State v. Billiter

O’Donnell, J.,

dissenting.

{¶ 27} I respectfully dissent.

{¶ 28} We accepted this case as a certified conflict from decisions of the Second and Fifth District Courts of Appeals in order to resolve the following question of law: “Where a criminal defendant enters a plea of guilty to escape, does res *113judicata bar the defendant from arguing his plea is void due to a post release control sentencing violation?”

{¶ 29} In my view, our decision in State v. Fischer, 128 Ohio St.3d 92, 2010-Ohio-6238, 942 N.E.2d 332, controls the outcome of this case. In Fischer, we recognized that “when a judge fails to impose statutorily mandated postrelease control as part of a defendant’s sentence, that part of the sentence is void and must be set aside.” (Emphasis sic.) Id. at ¶ 26. The court further explained, “Although the doctrine of res judicata does not preclude review of a void sentence, res judicata still applies to other aspects of the merits of a conviction, including the determination of guilt and the lawful elements of the ensuing sentence.’’ Id. at paragraph three of the syllabus.

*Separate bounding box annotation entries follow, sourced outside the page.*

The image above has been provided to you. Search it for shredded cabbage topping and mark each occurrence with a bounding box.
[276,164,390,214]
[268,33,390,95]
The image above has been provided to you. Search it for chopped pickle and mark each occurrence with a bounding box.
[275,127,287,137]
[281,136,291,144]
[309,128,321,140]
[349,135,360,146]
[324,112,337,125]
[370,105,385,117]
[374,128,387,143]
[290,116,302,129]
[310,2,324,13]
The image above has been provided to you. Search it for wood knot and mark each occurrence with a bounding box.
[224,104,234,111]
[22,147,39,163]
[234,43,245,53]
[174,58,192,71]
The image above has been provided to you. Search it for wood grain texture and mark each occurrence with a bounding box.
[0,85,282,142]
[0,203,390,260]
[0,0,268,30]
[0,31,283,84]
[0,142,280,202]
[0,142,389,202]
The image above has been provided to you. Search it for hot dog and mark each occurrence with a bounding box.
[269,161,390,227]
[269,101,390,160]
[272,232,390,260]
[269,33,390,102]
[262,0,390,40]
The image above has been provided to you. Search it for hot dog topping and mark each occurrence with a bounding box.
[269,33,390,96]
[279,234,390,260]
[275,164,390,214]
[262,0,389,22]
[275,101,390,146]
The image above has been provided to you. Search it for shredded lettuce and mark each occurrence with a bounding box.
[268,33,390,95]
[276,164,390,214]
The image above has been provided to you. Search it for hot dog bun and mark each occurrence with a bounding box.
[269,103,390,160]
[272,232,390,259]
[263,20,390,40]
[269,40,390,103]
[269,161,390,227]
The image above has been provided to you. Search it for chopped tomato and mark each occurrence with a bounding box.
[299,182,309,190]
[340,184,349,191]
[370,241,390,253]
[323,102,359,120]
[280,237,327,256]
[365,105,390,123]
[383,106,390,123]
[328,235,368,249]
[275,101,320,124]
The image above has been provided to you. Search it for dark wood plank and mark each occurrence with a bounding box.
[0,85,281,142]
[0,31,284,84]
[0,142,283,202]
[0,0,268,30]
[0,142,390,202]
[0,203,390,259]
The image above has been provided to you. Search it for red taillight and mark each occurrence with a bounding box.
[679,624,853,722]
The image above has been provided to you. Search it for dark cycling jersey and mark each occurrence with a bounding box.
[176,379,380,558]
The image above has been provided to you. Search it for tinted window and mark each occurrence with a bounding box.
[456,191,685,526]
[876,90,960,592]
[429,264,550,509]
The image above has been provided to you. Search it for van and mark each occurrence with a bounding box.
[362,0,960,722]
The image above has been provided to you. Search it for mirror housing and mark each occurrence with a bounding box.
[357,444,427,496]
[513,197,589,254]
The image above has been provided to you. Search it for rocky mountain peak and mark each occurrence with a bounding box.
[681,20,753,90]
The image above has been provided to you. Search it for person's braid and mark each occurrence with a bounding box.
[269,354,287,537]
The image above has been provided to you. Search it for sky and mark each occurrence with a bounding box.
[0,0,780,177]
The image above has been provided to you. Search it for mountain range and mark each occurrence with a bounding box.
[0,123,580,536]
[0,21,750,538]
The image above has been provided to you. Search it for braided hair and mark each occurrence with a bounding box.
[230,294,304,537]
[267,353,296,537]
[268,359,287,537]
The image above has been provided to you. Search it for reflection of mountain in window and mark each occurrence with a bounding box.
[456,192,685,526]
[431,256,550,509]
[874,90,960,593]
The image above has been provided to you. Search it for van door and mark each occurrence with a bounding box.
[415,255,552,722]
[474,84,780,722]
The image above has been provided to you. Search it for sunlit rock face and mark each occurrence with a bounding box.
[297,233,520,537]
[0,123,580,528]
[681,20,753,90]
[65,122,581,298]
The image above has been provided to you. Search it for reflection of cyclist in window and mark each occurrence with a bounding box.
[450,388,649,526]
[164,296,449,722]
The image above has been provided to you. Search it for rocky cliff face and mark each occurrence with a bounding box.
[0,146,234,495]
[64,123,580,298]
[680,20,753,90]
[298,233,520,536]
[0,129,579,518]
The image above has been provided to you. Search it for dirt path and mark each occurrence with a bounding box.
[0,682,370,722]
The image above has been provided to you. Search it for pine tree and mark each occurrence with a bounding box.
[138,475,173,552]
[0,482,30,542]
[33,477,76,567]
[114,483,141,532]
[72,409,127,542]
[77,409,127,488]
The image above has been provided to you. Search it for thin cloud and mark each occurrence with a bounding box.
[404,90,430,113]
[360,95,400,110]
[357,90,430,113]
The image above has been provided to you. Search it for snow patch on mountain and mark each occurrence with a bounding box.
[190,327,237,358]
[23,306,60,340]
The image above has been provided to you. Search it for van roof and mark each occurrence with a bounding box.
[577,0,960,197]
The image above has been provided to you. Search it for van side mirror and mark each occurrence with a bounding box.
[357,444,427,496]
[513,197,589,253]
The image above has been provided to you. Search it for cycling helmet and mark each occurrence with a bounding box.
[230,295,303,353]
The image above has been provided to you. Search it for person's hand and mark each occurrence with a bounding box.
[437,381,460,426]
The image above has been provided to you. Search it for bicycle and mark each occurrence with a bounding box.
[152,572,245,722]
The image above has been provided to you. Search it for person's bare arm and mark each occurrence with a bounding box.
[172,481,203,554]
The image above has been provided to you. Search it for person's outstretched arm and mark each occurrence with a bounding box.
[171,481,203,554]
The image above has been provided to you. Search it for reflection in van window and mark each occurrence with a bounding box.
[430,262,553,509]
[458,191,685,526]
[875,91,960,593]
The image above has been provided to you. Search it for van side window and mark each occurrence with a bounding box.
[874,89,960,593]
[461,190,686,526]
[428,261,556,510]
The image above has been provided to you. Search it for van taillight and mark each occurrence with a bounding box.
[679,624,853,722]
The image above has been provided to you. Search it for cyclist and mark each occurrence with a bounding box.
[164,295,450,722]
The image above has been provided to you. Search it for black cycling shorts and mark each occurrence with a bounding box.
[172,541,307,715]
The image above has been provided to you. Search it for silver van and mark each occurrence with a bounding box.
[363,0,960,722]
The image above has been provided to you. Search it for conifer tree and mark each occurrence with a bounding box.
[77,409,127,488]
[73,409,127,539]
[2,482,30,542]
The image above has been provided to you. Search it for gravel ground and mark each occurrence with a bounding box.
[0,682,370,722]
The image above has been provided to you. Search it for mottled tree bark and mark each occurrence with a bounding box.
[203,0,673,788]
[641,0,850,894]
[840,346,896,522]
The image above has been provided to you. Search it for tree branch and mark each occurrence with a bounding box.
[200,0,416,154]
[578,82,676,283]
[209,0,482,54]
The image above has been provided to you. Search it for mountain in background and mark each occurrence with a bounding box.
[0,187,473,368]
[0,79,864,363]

The lesson from Fischer is that a sentence is void only to the extent that it fails to impose a statutorily mandated term on an offender.

{¶ 30} Here, the error in the sentence is that the trial court imposed an insufficient term of postrelease control — “up to a maximum of three years”' — for the 1998 conviction for aggravated burglary when R.C. 2967.28(B) required a five-year mandatory term of postrelease control for a first-degree felony. Nonetheless, the court did impose postrelease control to the extent that the sentence complied with the statute — that is, to the extent that it imposed three years of the mandatory five-year term of postrelease control. This is so because the trial court lacked the power to exempt Billiter from postrelease control. As we observed in Fischer, “The failure to impose a statutorily mandated period of postrelease control is more than administrative or clerical error. It is an act that lacks both statutory and constitutional authority.” Fischer at ¶ 22.

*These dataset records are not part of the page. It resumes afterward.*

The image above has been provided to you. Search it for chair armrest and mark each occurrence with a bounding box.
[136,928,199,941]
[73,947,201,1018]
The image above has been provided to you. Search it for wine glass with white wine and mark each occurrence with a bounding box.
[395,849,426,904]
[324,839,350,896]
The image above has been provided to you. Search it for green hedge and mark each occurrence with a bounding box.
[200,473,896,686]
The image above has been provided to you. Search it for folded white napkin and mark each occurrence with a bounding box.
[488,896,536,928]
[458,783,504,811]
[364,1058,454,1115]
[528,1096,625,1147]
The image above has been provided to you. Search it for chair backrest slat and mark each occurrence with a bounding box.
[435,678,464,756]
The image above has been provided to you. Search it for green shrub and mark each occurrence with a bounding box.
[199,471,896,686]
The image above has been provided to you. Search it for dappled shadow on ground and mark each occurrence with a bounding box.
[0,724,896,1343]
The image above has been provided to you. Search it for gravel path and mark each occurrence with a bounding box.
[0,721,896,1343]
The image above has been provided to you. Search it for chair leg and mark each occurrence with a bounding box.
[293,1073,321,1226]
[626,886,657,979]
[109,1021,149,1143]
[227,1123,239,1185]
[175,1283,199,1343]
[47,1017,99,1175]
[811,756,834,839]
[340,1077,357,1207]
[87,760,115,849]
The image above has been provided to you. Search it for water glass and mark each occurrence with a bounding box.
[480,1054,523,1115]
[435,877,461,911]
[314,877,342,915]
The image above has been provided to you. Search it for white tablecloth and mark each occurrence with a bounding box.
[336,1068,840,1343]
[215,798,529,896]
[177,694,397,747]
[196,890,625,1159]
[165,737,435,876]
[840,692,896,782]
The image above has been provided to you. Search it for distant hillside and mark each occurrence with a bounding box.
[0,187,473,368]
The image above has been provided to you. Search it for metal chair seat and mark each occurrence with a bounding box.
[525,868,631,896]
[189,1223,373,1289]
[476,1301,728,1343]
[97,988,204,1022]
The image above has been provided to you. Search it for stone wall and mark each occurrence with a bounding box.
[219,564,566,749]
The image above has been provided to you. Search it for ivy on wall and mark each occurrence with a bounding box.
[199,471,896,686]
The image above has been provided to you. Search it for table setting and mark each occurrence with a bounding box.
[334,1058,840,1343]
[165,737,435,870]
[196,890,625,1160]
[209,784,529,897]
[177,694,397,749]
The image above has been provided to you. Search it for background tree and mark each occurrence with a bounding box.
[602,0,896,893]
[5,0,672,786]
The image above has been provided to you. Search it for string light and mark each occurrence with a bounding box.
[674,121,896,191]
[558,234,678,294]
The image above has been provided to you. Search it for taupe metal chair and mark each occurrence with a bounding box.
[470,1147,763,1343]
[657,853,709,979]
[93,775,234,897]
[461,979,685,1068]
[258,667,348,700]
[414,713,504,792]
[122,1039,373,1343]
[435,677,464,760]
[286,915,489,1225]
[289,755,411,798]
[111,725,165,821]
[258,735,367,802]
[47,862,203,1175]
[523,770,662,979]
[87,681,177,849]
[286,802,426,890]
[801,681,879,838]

{¶ 31} I therefore cannot agree that imposing a term of postrelease control of insufficient length renders that part of the sentence a “mere nullity,” relieving Billiter from supervision required by statute, imposed by the court, and executed by the Adult Parole Authority.

{¶ 32} In Woods v. Telb, 89 Ohio St.3d 504, 733 N.E.2d 1103 (2000), we addressed the constitutional significance of including postrelease control in the sentence, explaining that the Adult Parole Authority may impose postreleasecontrol sanctions only if a trial court incorporates postrelease control into its original sentence. Id. at 512-513.

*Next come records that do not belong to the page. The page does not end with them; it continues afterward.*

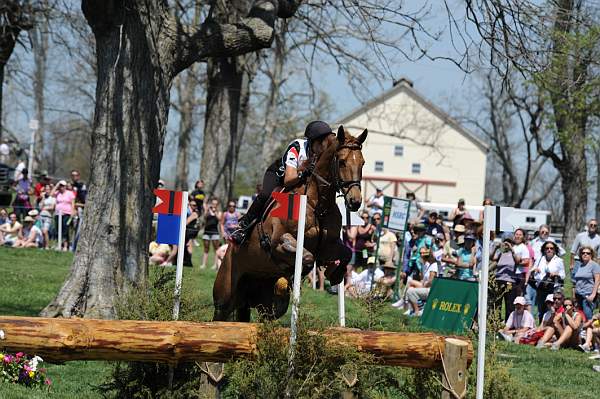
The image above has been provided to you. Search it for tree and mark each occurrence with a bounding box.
[42,0,300,318]
[0,0,34,139]
[467,0,600,241]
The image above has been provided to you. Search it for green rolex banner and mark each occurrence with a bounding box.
[421,277,479,333]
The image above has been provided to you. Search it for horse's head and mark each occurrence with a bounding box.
[336,126,368,212]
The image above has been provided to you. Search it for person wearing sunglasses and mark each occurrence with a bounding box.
[573,245,600,319]
[527,241,565,322]
[569,219,600,278]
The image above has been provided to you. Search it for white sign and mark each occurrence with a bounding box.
[29,119,40,130]
[383,198,410,231]
[337,200,363,226]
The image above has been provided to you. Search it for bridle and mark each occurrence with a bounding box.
[313,139,362,217]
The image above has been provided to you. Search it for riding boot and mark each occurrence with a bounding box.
[229,195,266,245]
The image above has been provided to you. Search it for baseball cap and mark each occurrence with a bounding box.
[513,296,527,306]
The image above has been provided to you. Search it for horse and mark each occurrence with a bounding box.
[213,126,368,322]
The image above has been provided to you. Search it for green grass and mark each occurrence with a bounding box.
[0,248,598,399]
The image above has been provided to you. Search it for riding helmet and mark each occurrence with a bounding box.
[304,121,333,140]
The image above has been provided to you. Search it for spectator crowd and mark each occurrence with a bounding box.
[0,167,87,251]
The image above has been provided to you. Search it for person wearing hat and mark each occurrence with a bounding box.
[456,234,477,281]
[499,296,535,344]
[52,180,76,251]
[527,241,566,321]
[427,211,444,237]
[229,121,335,245]
[448,198,473,226]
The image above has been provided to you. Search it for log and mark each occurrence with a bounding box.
[0,316,473,368]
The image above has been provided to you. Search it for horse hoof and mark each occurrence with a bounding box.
[273,277,290,296]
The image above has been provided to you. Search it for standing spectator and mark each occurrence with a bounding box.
[512,229,532,298]
[551,298,585,350]
[354,211,375,267]
[427,211,444,237]
[33,170,50,204]
[527,241,565,321]
[406,247,439,316]
[13,169,33,220]
[448,198,473,226]
[220,201,241,240]
[52,180,76,251]
[0,212,23,247]
[569,219,600,278]
[38,184,56,248]
[200,198,222,269]
[573,245,600,319]
[479,198,494,224]
[500,296,535,343]
[492,237,517,320]
[367,188,384,216]
[191,179,206,212]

{¶ 33} But this case does not involve a situation in which the trial court faded to impose any term of postrelease control, thereby depriving the Adult Parole Authority of the power to execute the sentence and supervise the offender on release. Nor is this a case in which the term of postrelease control expired before the escape occurred or in which the trial court imposed a period of supervision longer than permitted by law.

*114John D. Ferrero, Stark County Prosecuting Attorney, and Richard Mark Caldwell, Assistant Prosecuting Attorney, for appellee. Timothy Young, Ohio Public Defender, and Stephen P. Hardwick, Assistant Public Defender, for appellant.

{¶ 34} In contrast to those circumstances, here it is undisputed that Billiter received notice, both at the sentencing hearing and in the sentencing entry, that he would be supervised by the Adult Parole Authority for up to three years after his release from prison. And it is undisputed that he complied with that supervision for almost three years, believing himself to be under detention. Although the sanction is insufficient as a matter of law and subject to correction before completion of the sentence, the trial court nonetheless actually imposed a three-year term of postrelease control, the Adult Parole Authority had the authority to execute it, and Billiter therefore committed the crime of escape when he broke his detention.

{¶ 35} Accordingly, because Billiter’s conviction for escape is not void, his belated challenge to it is barred by the doctrine of res judicata, and I would affirm the judgment of the court of appeals.

Lundberg Stratton, J., concurs in the foregoing opinion.